The interesting thing about that Paddle Inn was that it looked handmade. Perhaps the owners had built it themselves? I wish we had had time to ask about it. But whoever made it did it right, and we enjoyed the huge picture window overlooking Resurrection Bay, the gas fireplace, the big bed, and the large tile shower. We took hot showers and warmed up by the fire, then went into town for dinner. Here is the town of Seward – reminiscent of a ski town, but on the water:
We ate dinner at a seafood restaurant on the harbor. Seward has one of the prettiest harbors I’ve seen, with mountains jutting up on the other side of the bay. It’s less pretty when there’s a giant cruise ship in dock – I’ve come to think of these big boats as the scourge of Alaska. Here is my not-very-good panorama of the harbor minus cruise ship:
After a good seafood dinner we watched the spectacle on the dock, where the day’s catch is cut up:
Then back to our cozy room as dusk settled over Resurrection Bay at about 10 p.m.
The next day was our last in Alaska. We had no particular plans but thought we would hike somewhere. It was raining, however, and we just couldn’t bear to get wet again, because whatever we were wearing would stay on us through the red-eye back to the East Coast.

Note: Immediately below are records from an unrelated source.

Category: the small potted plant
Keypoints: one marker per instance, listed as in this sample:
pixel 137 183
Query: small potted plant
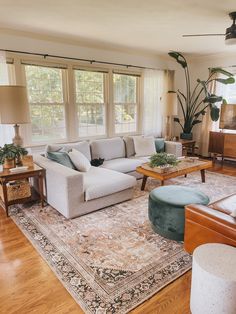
pixel 10 155
pixel 163 161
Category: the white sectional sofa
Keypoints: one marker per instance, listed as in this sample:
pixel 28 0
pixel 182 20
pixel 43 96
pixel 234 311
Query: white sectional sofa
pixel 75 193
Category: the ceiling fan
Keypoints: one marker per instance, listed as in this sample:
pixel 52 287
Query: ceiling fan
pixel 230 32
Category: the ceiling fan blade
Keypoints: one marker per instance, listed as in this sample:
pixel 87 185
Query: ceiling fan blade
pixel 202 35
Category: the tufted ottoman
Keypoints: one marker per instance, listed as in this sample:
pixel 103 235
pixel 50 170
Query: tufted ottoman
pixel 166 209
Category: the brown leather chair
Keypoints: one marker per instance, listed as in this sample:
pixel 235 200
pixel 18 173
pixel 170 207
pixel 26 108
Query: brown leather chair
pixel 210 224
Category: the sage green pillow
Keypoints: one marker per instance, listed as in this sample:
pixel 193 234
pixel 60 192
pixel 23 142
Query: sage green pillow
pixel 61 158
pixel 160 145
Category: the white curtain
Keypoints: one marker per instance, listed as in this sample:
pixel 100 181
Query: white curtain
pixel 152 109
pixel 6 131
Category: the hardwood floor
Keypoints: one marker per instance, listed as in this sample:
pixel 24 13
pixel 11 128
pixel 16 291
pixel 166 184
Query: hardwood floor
pixel 27 284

So we opted just to drive around.
First stop was Exit Glacier. Love this sign from the Visitors’ Center, which was dead serious:
Exit Glacier is receding rapidly; there are paths in front of it that show the somewhat slow receding for a hundred years (since they started measuring) then the really rapid retreat more recently.
Our plan was to drive slowly back toward Anchorage. Riding shotgun with all the guidebooks out, I decided we should detour to Hope, Alaska. I’m glad we did. This little spot was certainly off the beaten path. Here are some photos from Hope:
This is a lousy picture, but it’s the only one I have from inside the town’s only eating and drinking establishment, where we ate some fine shrimp and Dave had a good beer.

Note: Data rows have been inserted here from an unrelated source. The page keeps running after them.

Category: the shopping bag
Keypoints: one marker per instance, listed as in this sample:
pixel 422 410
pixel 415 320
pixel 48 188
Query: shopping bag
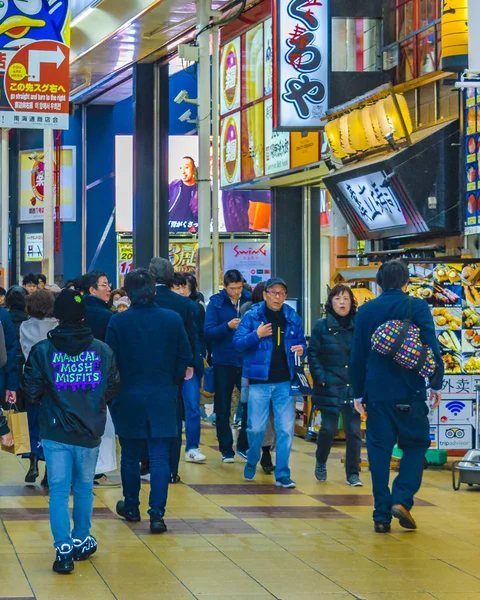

Next we drove back toward Turnagain Arm. Thirty-six hours earlier we had done this famous drive in the dark, rain, and fog and couldn’t appreciate the scenic views. Maybe we would even see the famous Bore Tide if we timed it right! This is Turnagain Arm from near Hope:
The tides across the mud flats are dramatic, and the Bore Tide, if you catch it, is apparently the tide coming in in one big wave. The tide tables showed that if we timed it right we might see a moderately good Bore Tide.
It was not to be. Perhaps it was a mysterious plan to start easing us back into real life. Things just started going wrong. I started getting text messages: Our 8 pm flight from Anchorage would be departing 10 minutes late. 15. 45. An hour and a half. Pretty soon it was clear that we would miss our connection in Chicago. The whole point of the redeye was that Dave needed to be home in time for an important call at mid-day the next day. Now that was in jeopardy. Meanwhile, our son called, about as distraught as he ever gets. The 800 photos he had taken while hiking in Yosemite the week before were no longer appearing on his computer, and he had already deleted them from his camera. He was too hysterical to be reasoned with.

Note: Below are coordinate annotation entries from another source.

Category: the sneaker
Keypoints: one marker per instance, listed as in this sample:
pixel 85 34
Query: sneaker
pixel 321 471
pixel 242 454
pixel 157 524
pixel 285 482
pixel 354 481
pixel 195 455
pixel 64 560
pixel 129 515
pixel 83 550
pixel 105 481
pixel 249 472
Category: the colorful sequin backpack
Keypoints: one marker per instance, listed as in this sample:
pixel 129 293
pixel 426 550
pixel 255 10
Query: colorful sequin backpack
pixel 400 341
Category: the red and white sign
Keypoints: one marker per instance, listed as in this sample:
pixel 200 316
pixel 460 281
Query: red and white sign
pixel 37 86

Suffice it to say, we did not enjoy the views at Turnagain Arm. I wanted to stop at the ski area, Alyeska, and check it out, but Dave was too worried about our flight. So we headed straight to the airport. Eventually things were straightened out. Our son found his photos with help from Apple Support, and we caught a just slightly later flight out of Chicago. It was a less-than -reat way to end a fabulous trip. But that’s the thing about traveling – things sometimes go wrong. Very little went wrong on this trip, and those last few stressful hours don’t mar any of my memories.